What thoughts immense in me the sight inspired
Of that far sea, and of the mountains blue,
That yonder I behold, and which I thought
One day to cross, mysterious worlds and joys
Mysterious in the future fancying!
Of my hard fate unconscious, and how oft
This sorrowful and barren life of mine
I willingly would have for death exchanged!
Nor did my heart e'er tell me, I should be
Condemned the flower of my youth to spend
In this wild native region, and amongst
A wretched, clownish crew, to whom the names
Of wisdom, learning, are but empty sounds,
Or arguments of laughter and of scorn;
Who hate, avoid me; not from envy, no;
For they do not esteem me better than
Themselves, but fancy that I, in my heart,
That feeling cherish; though I strive, indeed,
No token of such feeling to display.
And here I pass my years, abandoned, lost,
Of love deprived, of life; and rendered fierce,
'Mid such a crowd of evil-minded ones,
My pity and my courtesy I lose,
And I become a scorner of my race,
By such a herd surrounded; meanwhile, fly
The precious hours of youth, more precious far
Than fame, or laurel, or the light of day,
Or breath of life: thus uselessly, without
One joy, I lose thee, in this rough abode,
Whose only guests are care and suffering,
O thou, the only flower of barren life!
The wind now from the tower of the town
The deep sound of the bell is bringing. Oh,
What comfort was that sound to me, a child,
When in my dark and silent room I lay,
Besieged by terrors, longing for the dawn!
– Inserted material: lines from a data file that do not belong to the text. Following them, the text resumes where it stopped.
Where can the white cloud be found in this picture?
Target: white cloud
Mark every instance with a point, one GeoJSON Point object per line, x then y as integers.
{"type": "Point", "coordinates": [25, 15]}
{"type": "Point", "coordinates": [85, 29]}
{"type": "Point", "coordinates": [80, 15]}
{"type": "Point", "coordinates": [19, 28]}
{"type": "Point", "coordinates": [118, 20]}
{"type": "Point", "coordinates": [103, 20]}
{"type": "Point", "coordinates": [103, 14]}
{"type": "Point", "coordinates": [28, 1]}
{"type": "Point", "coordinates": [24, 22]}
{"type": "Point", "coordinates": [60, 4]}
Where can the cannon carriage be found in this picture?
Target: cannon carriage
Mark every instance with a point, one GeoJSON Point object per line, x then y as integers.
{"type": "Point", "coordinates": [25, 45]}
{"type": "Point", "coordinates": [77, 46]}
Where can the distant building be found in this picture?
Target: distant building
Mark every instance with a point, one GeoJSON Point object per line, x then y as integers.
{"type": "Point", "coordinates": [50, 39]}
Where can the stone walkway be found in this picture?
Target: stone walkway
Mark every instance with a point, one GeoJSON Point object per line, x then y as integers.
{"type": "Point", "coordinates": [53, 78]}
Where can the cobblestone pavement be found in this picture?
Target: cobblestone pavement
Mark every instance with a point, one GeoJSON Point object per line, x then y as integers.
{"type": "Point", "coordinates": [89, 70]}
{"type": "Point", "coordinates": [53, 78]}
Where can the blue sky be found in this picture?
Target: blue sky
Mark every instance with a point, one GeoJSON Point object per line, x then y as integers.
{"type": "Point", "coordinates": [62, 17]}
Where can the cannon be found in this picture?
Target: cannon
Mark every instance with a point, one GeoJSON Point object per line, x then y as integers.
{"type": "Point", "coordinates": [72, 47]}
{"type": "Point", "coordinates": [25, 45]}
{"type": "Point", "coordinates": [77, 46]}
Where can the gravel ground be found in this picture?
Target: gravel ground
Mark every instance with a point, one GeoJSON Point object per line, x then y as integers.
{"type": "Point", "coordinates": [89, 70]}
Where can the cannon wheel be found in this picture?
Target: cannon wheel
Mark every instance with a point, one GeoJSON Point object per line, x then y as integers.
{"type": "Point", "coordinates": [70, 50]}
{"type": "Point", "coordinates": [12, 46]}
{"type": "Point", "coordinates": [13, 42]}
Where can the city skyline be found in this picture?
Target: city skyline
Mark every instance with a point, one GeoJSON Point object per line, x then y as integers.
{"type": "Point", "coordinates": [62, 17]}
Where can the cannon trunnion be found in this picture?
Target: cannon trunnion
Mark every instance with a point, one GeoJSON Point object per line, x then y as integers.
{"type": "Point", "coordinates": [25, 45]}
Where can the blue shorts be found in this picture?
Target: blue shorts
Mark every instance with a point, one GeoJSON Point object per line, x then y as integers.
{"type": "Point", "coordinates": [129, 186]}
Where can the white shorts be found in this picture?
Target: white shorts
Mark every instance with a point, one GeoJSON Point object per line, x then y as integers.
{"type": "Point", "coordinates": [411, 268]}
Whate'er I see or hear, recalls to mind
Some vivid image, recollection sweet;
Sweet in itself, but O how bitter made
By painful sense of present suffering,
By idle longing for the past, though sad,
And by the still recurring thought, "I was"!
Yon gallery that looks upon the west;
Those frescoed walls, these painted herds, the sun
Just rising o'er the solitary plain,
My idle hours with thousand pleasures filled,
While busy Fancy, at my side, still spread
Her bright illusions, wheresoe'er I went.
In these old halls, when gleamed the snow without,
And round these ample windows howled the wind,
My sports resounded, and my merry words,
In those bright days, when all the mysteries
And miseries of things an aspect wear,
So full of sweetness; when the ardent youth
Sees in his untried life a world of charms,
And, like an unexperienced lover, dotes
On heavenly beauty, creature of his dreams!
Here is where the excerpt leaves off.